Internally, the original config values are snapshotted, overrides applied, pipeline executed, then originals restored in a `finally` block — so the `AutoML` instance is never permanently mutated by `fit()` kwargs.

---

## 4. Data Profiling (`profiling/data_profiler.py`)

### Purpose

Profile the data **before** any cleaning to capture the "ground truth" state. This raw profile is used for:
- Generating the "Before" side of the Before/After comparison in the report
- Determining which columns are categorical (needed to choose the right encoder)
- Computing the Risk Score

### Output: `DatasetProfile`

A lightweight dataclass (not a copy of the data) containing:
- `n_rows`, `n_columns`, `task_type`
- `numeric_columns`, `categorical_columns`
- `missing_ratio` (per-column dict)
- `duplicate_rows`, `skewed_features`

### Why profile before cleaning?

If we profiled after cleaning, we'd lose the "before" state needed for the transformation journey report. We'd also lose the original column types (encoding changes categorical → numeric).

---

## 5. Data Cleaning (`preprocessing/auto_cleaner.py`)
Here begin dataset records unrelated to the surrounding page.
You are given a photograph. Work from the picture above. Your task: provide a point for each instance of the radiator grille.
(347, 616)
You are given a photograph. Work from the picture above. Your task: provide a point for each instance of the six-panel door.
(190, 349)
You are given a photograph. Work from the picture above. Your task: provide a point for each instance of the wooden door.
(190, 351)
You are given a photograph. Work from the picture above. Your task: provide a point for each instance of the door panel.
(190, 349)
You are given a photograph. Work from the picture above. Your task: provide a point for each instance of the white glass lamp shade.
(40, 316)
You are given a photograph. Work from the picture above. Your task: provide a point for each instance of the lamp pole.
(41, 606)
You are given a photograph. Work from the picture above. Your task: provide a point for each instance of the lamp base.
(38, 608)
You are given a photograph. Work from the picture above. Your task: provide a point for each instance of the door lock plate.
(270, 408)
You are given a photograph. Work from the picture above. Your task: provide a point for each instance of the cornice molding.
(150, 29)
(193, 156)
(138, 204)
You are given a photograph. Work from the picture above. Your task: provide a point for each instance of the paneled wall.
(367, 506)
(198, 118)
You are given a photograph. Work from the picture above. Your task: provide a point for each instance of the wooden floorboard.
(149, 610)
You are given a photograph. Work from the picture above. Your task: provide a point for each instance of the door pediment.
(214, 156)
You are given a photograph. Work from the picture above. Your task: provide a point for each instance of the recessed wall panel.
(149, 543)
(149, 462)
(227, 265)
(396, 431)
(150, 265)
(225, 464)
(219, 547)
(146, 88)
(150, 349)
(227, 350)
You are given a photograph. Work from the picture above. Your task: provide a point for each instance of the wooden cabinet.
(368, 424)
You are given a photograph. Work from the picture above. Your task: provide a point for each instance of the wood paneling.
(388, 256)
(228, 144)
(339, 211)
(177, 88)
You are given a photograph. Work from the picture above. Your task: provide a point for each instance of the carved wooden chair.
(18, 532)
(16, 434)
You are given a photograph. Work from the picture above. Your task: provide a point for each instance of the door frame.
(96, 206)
### The Leakage Prevention Rule

**`fit_transform` on Train only. `transform` on Test.**

This is the most critical rule. If you compute the column mean using the full dataset and use it to fill NaNs, your model indirectly "sees" test data during training (data leakage). OctoLearn enforces this by:

1. Calling `cleaner_.fit_transform(X_train, y_train)` — learns imputation stats from train only
2. Calling `cleaner_.transform(X_test)` — applies the same learned stats to test

### Cleaning Steps (in order)

1. **ID column removal**: Columns with near-unique values (e.g., user IDs) are dropped — they have no predictive value and cause overfitting
2. **Constant column removal**: Zero-variance columns are dropped
3. **Duplicate row removal**: Done on train set only (after split)
4. **Numeric imputation**: `mean` (default) or `median` (more robust to outliers)
5. **Categorical imputation**: `mode` (most frequent value)
6. **Rare category encoding**: Categories appearing < 5% of the time are grouped into "Other" to prevent high-cardinality explosions
7. **One-hot encoding**: Converts categorical columns to numeric (required by most sklearn models)
8. **Scaling**: `StandardScaler` (default) — zero mean, unit variance. Alternatives: `RobustScaler` (outlier-resistant), `MinMaxScaler`

### Why StandardScaler by default?

Most linear models (Logistic Regression, SVM) require scaled features. Tree-based models (Random Forest, XGBoost) don't need scaling but aren't harmed by it. StandardScaler is the safest universal default.

### Imputation Tracking

`auto_cleaner.py` tracks how many columns had missing values imputed and exposes this in `cleaning_log['missing_imputed']`. This feeds into the report's "What OctoLearn Did" section.

---

## 6. Model Training (`models/model_trainer.py`)

### Supported Models

**Classification:**
- `logistic_regression` (sklearn)
- `random_forest` (sklearn)
- `gradient_boosting` (sklearn)
- `xgboost` (xgboost)
- `lightgbm` (lightgbm)
- `svm` (sklearn)

**Regression:**
- `linear_regression` (sklearn)
- `random_forest` (sklearn)
- `gradient_boosting` (sklearn)
- `xgboost` (xgboost)
- `lightgbm` (lightgbm)
- `svr` (sklearn)

### Hyperparameter Optimization: Why Optuna?

| Method | Pros | Cons |
|--------|------|------|
| Grid Search | Exhaustive | Exponential time complexity |
| Random Search | Fast | Misses good regions |
| **Optuna (Bayesian)** | Smart, adaptive | Requires more code |

Optuna uses **Tree-structured Parzen Estimators (TPE)** — a Bayesian method that builds a probabilistic model of which hyperparameter regions give good results, then samples from those regions. This finds better hyperparameters in fewer trials than random search.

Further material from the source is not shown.